That would be an expensive way of finding something to write about!
Gill will be jealous and might stop reading! and Kev asked why we gave up keeping them.
There were several reasons. We were thinking about moving to Wales, our neighbour who milked for us when we were on holiday had started to get arthritis in her hands and with the children moved out we didn't need as much milk. The first person who planned to buy our goats then backed out, we gave up the moving plan when we searched for a house and found that everyone selling was English, moving back to England, had bought when prices were high, and wanted daft amounts for their houses, and then to cap it all I wasn't well for a while. By the time I was better and the house move was cancelled a new enthusiastic buyer had appeared on the scene. So we sold the girls and didn't regret it. Goats are a real tie, it's easy to ask someone to feed chickens and collect eggs but not so simple to find a goat milker. Even a long day out needed someone to come and check them.
You can't keep one goat on it's own and they need mating at least every other year to keep producing milk. That's not easy now as there are all sorts of movement restrictions.
( Only totally insane people keep a Billy goat !!)
But they are such gorgeous animals to keep, loads of character and it's lovely having fresh milk everyday without needing to go the the shop. The smallholding just doesn't seem right without them.

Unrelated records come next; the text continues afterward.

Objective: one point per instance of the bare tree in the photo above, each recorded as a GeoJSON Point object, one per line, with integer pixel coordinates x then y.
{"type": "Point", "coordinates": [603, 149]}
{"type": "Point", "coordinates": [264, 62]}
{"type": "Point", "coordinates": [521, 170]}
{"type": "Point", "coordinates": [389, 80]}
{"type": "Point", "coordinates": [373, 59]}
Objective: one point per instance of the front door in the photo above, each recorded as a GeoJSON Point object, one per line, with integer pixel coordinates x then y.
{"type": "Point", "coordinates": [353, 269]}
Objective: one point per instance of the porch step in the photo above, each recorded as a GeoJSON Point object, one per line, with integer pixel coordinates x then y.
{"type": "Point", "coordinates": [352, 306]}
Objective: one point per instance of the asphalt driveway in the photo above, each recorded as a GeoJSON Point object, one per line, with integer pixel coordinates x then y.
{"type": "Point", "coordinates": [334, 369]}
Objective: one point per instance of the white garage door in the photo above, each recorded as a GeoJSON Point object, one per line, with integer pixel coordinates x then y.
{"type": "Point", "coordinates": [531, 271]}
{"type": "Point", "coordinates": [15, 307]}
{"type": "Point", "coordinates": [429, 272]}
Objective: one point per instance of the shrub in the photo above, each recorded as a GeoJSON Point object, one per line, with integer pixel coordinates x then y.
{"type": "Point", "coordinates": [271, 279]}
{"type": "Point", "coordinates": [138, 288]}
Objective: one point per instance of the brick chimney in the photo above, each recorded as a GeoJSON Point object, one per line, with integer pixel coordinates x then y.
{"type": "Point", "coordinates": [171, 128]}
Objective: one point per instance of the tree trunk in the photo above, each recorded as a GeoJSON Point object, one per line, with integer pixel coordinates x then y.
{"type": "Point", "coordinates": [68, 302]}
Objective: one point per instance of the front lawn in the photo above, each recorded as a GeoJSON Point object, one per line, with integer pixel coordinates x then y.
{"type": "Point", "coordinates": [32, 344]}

Another BUT - The price of a good milking goat is now around £200! They were around £50 for years and when you want to buy goats it's always hard to find any for sale.
Here are a couple of photos of the goats we had at various times - can you see why I loved them!

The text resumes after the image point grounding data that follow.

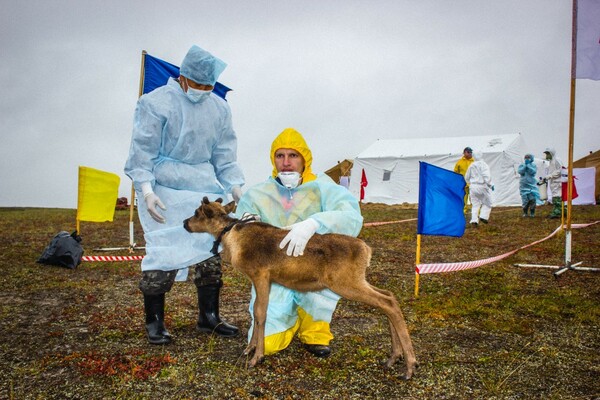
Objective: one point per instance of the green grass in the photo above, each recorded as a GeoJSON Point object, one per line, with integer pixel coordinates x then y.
{"type": "Point", "coordinates": [494, 332]}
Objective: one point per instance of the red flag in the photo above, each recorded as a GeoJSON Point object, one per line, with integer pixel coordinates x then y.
{"type": "Point", "coordinates": [565, 189]}
{"type": "Point", "coordinates": [363, 183]}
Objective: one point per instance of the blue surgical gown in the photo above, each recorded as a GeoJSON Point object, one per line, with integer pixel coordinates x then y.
{"type": "Point", "coordinates": [337, 211]}
{"type": "Point", "coordinates": [187, 151]}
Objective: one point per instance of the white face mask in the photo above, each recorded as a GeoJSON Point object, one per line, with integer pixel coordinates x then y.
{"type": "Point", "coordinates": [197, 95]}
{"type": "Point", "coordinates": [289, 179]}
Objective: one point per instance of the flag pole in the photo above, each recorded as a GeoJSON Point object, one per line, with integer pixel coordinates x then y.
{"type": "Point", "coordinates": [140, 92]}
{"type": "Point", "coordinates": [417, 262]}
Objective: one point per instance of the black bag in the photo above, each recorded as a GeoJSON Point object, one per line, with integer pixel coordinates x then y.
{"type": "Point", "coordinates": [64, 250]}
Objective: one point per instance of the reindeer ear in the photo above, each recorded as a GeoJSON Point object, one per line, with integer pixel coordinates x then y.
{"type": "Point", "coordinates": [230, 208]}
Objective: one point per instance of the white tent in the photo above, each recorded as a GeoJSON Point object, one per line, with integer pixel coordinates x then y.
{"type": "Point", "coordinates": [392, 166]}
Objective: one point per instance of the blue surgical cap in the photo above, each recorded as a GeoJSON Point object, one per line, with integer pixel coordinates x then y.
{"type": "Point", "coordinates": [201, 66]}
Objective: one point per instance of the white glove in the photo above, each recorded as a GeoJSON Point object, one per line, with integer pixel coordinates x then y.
{"type": "Point", "coordinates": [236, 193]}
{"type": "Point", "coordinates": [300, 234]}
{"type": "Point", "coordinates": [152, 201]}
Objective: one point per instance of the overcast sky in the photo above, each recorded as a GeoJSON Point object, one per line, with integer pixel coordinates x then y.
{"type": "Point", "coordinates": [343, 73]}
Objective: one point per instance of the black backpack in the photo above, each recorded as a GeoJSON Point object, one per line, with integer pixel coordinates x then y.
{"type": "Point", "coordinates": [64, 250]}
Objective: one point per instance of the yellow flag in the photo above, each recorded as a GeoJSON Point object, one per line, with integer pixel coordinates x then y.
{"type": "Point", "coordinates": [97, 197]}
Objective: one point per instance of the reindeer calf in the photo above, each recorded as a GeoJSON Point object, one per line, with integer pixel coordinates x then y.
{"type": "Point", "coordinates": [336, 262]}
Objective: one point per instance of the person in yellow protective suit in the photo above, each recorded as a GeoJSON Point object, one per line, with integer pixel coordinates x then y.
{"type": "Point", "coordinates": [294, 198]}
{"type": "Point", "coordinates": [461, 167]}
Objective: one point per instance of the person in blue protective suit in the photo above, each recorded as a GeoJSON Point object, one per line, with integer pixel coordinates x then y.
{"type": "Point", "coordinates": [183, 147]}
{"type": "Point", "coordinates": [296, 199]}
{"type": "Point", "coordinates": [479, 179]}
{"type": "Point", "coordinates": [528, 189]}
{"type": "Point", "coordinates": [554, 181]}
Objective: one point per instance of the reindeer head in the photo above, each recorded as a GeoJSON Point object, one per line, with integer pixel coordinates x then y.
{"type": "Point", "coordinates": [210, 217]}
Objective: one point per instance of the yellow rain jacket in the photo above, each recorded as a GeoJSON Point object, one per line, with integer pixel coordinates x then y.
{"type": "Point", "coordinates": [307, 314]}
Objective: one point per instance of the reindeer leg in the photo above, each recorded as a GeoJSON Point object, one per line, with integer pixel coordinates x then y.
{"type": "Point", "coordinates": [397, 349]}
{"type": "Point", "coordinates": [386, 302]}
{"type": "Point", "coordinates": [262, 287]}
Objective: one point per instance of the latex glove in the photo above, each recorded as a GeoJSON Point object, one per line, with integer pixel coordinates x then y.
{"type": "Point", "coordinates": [299, 235]}
{"type": "Point", "coordinates": [152, 202]}
{"type": "Point", "coordinates": [236, 193]}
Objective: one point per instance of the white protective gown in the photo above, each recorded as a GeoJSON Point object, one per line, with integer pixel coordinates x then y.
{"type": "Point", "coordinates": [479, 178]}
{"type": "Point", "coordinates": [187, 151]}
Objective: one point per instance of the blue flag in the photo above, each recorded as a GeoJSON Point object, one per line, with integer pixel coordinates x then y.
{"type": "Point", "coordinates": [441, 201]}
{"type": "Point", "coordinates": [157, 72]}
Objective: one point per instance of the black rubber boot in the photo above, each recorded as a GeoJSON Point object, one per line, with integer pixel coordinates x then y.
{"type": "Point", "coordinates": [208, 312]}
{"type": "Point", "coordinates": [532, 209]}
{"type": "Point", "coordinates": [154, 307]}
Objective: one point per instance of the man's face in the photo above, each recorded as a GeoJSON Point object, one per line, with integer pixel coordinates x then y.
{"type": "Point", "coordinates": [185, 83]}
{"type": "Point", "coordinates": [289, 160]}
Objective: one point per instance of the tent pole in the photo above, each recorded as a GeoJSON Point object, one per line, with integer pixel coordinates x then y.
{"type": "Point", "coordinates": [417, 262]}
{"type": "Point", "coordinates": [140, 92]}
{"type": "Point", "coordinates": [568, 261]}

On the plus side - I kept my stainless steel milking bucket!
So we shall think about it. Or I will think about it and let Him Outside know what I decide!

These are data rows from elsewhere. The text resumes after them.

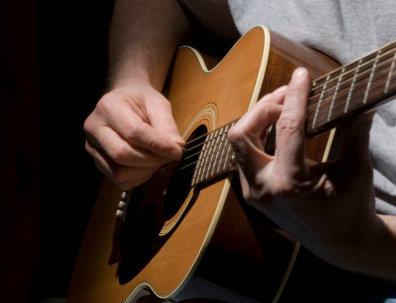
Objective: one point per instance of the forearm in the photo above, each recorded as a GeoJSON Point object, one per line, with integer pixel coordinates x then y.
{"type": "Point", "coordinates": [143, 37]}
{"type": "Point", "coordinates": [372, 249]}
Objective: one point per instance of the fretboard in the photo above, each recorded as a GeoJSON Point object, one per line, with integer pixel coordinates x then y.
{"type": "Point", "coordinates": [358, 86]}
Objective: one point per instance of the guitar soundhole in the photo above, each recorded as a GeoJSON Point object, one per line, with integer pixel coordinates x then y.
{"type": "Point", "coordinates": [180, 184]}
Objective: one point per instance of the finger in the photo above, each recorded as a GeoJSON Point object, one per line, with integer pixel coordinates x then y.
{"type": "Point", "coordinates": [290, 131]}
{"type": "Point", "coordinates": [130, 125]}
{"type": "Point", "coordinates": [163, 120]}
{"type": "Point", "coordinates": [246, 138]}
{"type": "Point", "coordinates": [125, 177]}
{"type": "Point", "coordinates": [355, 137]}
{"type": "Point", "coordinates": [261, 116]}
{"type": "Point", "coordinates": [120, 151]}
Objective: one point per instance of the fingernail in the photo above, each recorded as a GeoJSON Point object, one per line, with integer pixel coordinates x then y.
{"type": "Point", "coordinates": [178, 139]}
{"type": "Point", "coordinates": [299, 72]}
{"type": "Point", "coordinates": [281, 89]}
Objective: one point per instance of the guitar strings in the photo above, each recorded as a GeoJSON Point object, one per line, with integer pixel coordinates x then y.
{"type": "Point", "coordinates": [349, 72]}
{"type": "Point", "coordinates": [352, 72]}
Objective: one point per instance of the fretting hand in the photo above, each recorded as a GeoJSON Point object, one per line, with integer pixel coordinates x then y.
{"type": "Point", "coordinates": [323, 206]}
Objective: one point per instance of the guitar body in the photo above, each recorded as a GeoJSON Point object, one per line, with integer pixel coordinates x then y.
{"type": "Point", "coordinates": [211, 234]}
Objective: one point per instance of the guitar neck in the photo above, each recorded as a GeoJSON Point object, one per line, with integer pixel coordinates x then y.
{"type": "Point", "coordinates": [356, 87]}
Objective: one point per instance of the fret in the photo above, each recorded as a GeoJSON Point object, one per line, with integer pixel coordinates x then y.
{"type": "Point", "coordinates": [392, 67]}
{"type": "Point", "coordinates": [207, 156]}
{"type": "Point", "coordinates": [351, 88]}
{"type": "Point", "coordinates": [228, 154]}
{"type": "Point", "coordinates": [202, 160]}
{"type": "Point", "coordinates": [333, 99]}
{"type": "Point", "coordinates": [223, 135]}
{"type": "Point", "coordinates": [215, 153]}
{"type": "Point", "coordinates": [320, 101]}
{"type": "Point", "coordinates": [370, 80]}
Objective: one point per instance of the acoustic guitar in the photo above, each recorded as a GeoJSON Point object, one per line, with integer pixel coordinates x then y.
{"type": "Point", "coordinates": [188, 220]}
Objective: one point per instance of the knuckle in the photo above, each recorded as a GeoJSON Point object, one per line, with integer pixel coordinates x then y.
{"type": "Point", "coordinates": [118, 153]}
{"type": "Point", "coordinates": [104, 104]}
{"type": "Point", "coordinates": [235, 135]}
{"type": "Point", "coordinates": [287, 125]}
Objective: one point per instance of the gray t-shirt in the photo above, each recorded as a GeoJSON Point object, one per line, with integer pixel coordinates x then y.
{"type": "Point", "coordinates": [344, 30]}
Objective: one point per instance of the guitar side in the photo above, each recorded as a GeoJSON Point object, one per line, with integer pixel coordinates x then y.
{"type": "Point", "coordinates": [212, 229]}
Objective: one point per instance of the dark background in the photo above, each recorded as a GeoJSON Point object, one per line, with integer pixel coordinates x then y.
{"type": "Point", "coordinates": [53, 71]}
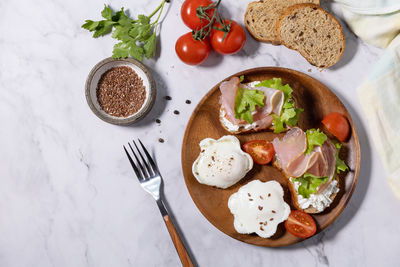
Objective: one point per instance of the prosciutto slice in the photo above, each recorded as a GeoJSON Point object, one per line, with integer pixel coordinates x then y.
{"type": "Point", "coordinates": [262, 117]}
{"type": "Point", "coordinates": [294, 162]}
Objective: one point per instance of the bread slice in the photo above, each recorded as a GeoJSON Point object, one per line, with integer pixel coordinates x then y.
{"type": "Point", "coordinates": [261, 17]}
{"type": "Point", "coordinates": [313, 32]}
{"type": "Point", "coordinates": [294, 193]}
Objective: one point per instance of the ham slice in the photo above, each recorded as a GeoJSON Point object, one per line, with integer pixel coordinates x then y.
{"type": "Point", "coordinates": [292, 145]}
{"type": "Point", "coordinates": [294, 162]}
{"type": "Point", "coordinates": [262, 117]}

And now a question -- Who had the last laugh me or Tesco?
Last week I did my main monthly shopping at Tesco and at the till I was given a £4 off £30 spend ( to use before tomorrow) and a £2.56 voucher because my shopping was more expensive than elsewhere, I also had several through-the-post vouchers for things I buy.
Now today I needed to shop for a few things, milk, celery, fruit and three things missed off the list last week. That would probably have come to about £10. So my dilemma was :-
1. Do I just get what I need and not use the vouchers
2. Or do I spend extra on some store cupboard stuff, make the most of the voucher which is after all more than10% off.
Have I got £30 pounds available - YES
So YES I did use the vouchers and I counted up as I went round and got £32.24 of things I needed today and things for the store cupboard for £24.18p.
So did I win by saving £8 on food or did they win by making me spend more than I would have done today?